The supremacist, exclusionary, and barbarian nature of Islam has become a hazard to the safety of the common man and the secular fabric of this nation, and we have failed to address the very root of this bizarre problem as a state. A state that has failed to answer these real questions:
1. Isn’t it understood that a religion that asserts its supremacy by repeating “I bear witness that there is no deity but God, and I bear witness that Muhammad is God’s messenger” when they chant “La illaha illalah”? Is it not five times a day through loudspeakers that it is the one that superimposes intolerance on others?

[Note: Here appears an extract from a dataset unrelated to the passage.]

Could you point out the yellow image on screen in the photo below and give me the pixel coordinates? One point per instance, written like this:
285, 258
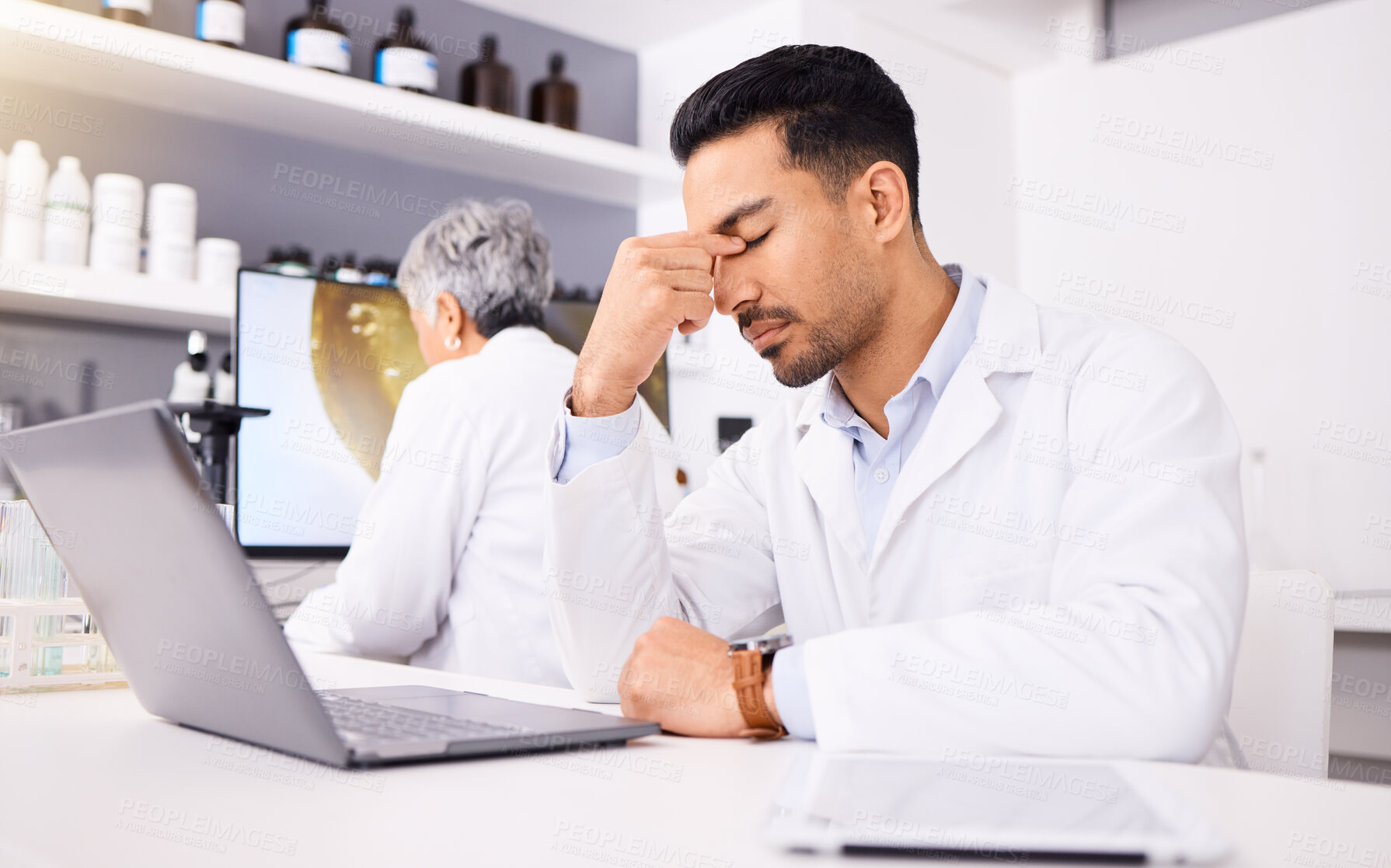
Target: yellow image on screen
364, 354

2. Should a Muslim expect a non-Muslim to be secular after knowing the meaning of the Shahadah?
3. How is secularism thus serving others like Hindus who are not bloodthirsty towards people who don’t follow their religion?
4. How is the Indian state planning to provide justice to the innocent people who succumbed to Islamic fanaticism in the name of blasphemy? Are there going to be enough laws to prevent such acts of terror?
5. Should we soon be expecting the law at the hands of such people who are here to make all decisions without an iota of guilt or humanity?
6. Do we deserve to be worried about our children posting something on social media because, literally, it can get them killed?
We are not seeing much of real media coverage of something this heinous. We wonder if justice will really be served in a country where religious tolerance is a one-sided love affair. Whether in Taliban-ruled Afghanistan, Islamic republics like Pakistan, or secular democracies like India and France, Islam’s flirtations with blasphemy are soaked in blood. As a civilised country, we must prosecute every criminal who directly or indirectly participates in the grisly act of murdering innocent citizens under the guise of blasphemy. For now, it is clearly understood that these murders in the name of blasphemy aren’t committed in the heat of the moment but rather in a well-organized, syndicated manner, demanding us to revisit the matter constitutionally and spiritually. Yesterday it was Kamlesh Tiwari; today it is Kishan Bharwad; and tomorrow-who knows, you or I will be killed in the name of hurting Muslim feelings, with the entire prerogative of deciding what hurts their feelings being in their blood-stained hands?
Yuvraj Pokharna is a Surat-based educator, columnist, and social activist. The views expressed in this article are those of the author and do not represent the stand of this publication.